Crossing Borders: A Multimodal Challenge for Indian Poetry Translation and Image Generation
Sofia Jamil, Kotla Sai Charan, Sriparna Saha, Koustava Goswami, Joseph K J
TL;DR
This work tackles translating morphologically rich Indian poetry and generating semantically meaningful images by introducing the Translation and Image Generation (TAI) framework. TAI combines an Odds Ratio Preference Optimization (ORPO)–guided translation module with a semantic-graph–driven image-prompt construction pipeline, enabling diffusion-based image synthesis that respects metaphor, culture, and context. The Morphologically Rich Indian Language Poems (MorphoVerse) dataset, comprising 1,570 poems across 21 languages, supports this study and addresses resource scarcity in Indian poetry. Experimental results show that TAI surpasses strong baselines in both translation quality and image alignment, with human evaluations confirming cultural fidelity and semantic accuracy, underscoring the framework’s potential to broaden access to Indian poetic heritage. This approach advances cross-language poetry understanding and culturally informed image generation, contributing to education and reduced inequality by making Indian-language poetry more accessible globally.
Abstract
Indian poetry, known for its linguistic complexity and deep cultural resonance, has a rich and varied heritage spanning thousands of years. However, its layered meanings, cultural allusions, and sophisticated grammatical constructions often pose challenges for comprehension, especially for non-native speakers or readers unfamiliar with its context and language. Despite its cultural significance, existing works on poetry have largely overlooked Indian language poems. In this paper, we propose the Translation and Image Generation (TAI) framework, leveraging Large Language Models (LLMs) and Latent Diffusion Models through appropriate prompt tuning. Our framework supports the United Nations Sustainable Development Goals of Quality Education (SDG 4) and Reduced Inequalities (SDG 10) by enhancing the accessibility of culturally rich Indian-language poetry to a global audience.

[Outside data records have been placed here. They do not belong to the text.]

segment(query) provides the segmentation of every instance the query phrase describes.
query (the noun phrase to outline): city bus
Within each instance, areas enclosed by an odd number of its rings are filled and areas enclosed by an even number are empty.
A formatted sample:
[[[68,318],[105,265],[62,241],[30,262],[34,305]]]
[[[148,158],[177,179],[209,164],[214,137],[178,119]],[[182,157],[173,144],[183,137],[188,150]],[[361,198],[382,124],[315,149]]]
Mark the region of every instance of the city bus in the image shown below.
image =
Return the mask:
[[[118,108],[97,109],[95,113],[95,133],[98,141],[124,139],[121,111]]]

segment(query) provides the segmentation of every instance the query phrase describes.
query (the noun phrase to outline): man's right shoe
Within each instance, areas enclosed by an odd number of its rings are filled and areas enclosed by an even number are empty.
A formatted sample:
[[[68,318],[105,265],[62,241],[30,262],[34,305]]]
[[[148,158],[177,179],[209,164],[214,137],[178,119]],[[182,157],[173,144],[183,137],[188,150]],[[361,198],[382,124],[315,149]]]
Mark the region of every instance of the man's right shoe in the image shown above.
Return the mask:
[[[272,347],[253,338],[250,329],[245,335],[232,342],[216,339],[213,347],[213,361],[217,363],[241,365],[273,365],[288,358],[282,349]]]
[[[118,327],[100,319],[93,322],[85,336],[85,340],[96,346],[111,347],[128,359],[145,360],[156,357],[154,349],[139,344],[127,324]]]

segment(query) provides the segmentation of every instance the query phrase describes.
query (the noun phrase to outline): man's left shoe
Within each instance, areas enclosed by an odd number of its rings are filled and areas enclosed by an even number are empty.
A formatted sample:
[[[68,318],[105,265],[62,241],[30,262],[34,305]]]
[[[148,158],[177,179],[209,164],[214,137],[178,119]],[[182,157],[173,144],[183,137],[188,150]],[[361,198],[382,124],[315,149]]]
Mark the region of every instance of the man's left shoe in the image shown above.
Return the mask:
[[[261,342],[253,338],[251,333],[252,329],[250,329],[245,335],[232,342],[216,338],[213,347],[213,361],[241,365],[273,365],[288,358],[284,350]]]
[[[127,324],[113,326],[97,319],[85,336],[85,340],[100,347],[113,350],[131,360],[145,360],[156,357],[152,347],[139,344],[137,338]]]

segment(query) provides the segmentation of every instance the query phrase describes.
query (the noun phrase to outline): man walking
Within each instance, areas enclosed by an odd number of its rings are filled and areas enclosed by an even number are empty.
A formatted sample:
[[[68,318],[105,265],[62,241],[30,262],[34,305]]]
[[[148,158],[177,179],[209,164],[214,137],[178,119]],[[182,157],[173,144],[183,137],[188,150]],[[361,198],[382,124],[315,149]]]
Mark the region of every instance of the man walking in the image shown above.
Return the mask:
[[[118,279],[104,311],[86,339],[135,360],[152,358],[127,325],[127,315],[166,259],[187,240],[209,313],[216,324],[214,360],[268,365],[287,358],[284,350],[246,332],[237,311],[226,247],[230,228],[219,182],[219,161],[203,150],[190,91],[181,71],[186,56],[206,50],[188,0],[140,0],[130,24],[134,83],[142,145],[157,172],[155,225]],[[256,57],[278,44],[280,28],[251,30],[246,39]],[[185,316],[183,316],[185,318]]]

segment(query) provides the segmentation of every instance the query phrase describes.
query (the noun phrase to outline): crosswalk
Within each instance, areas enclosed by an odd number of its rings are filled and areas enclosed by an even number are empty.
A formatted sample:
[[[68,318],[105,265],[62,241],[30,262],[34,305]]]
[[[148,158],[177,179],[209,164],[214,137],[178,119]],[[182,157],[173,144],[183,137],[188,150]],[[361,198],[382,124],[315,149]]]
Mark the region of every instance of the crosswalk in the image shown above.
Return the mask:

It includes (1) a translation module that uses an Odds Ratio Preference Alignment Algorithm to accurately translate morphologically rich poetry into English, and (2) an image generation module that employs a semantic graph to capture tokens, dependencies, and semantic relationships between metaphors and their meanings, to create visually meaningful representations of Indian poems. Our comprehensive experimental evaluation, including both human and quantitative assessments, demonstrates the superiority of TAI Diffusion in poem image generation tasks, outperforming strong baselines. To further address the scarcity of resources for Indian-language poetry, we introduce the Morphologically Rich Indian Language Poems MorphoVerse Dataset, comprising 1,570 poems across 21 low-resource Indian languages. By addressing the gap in poetry translation and visual comprehension, this work aims to broaden accessibility and enrich the reader's experience.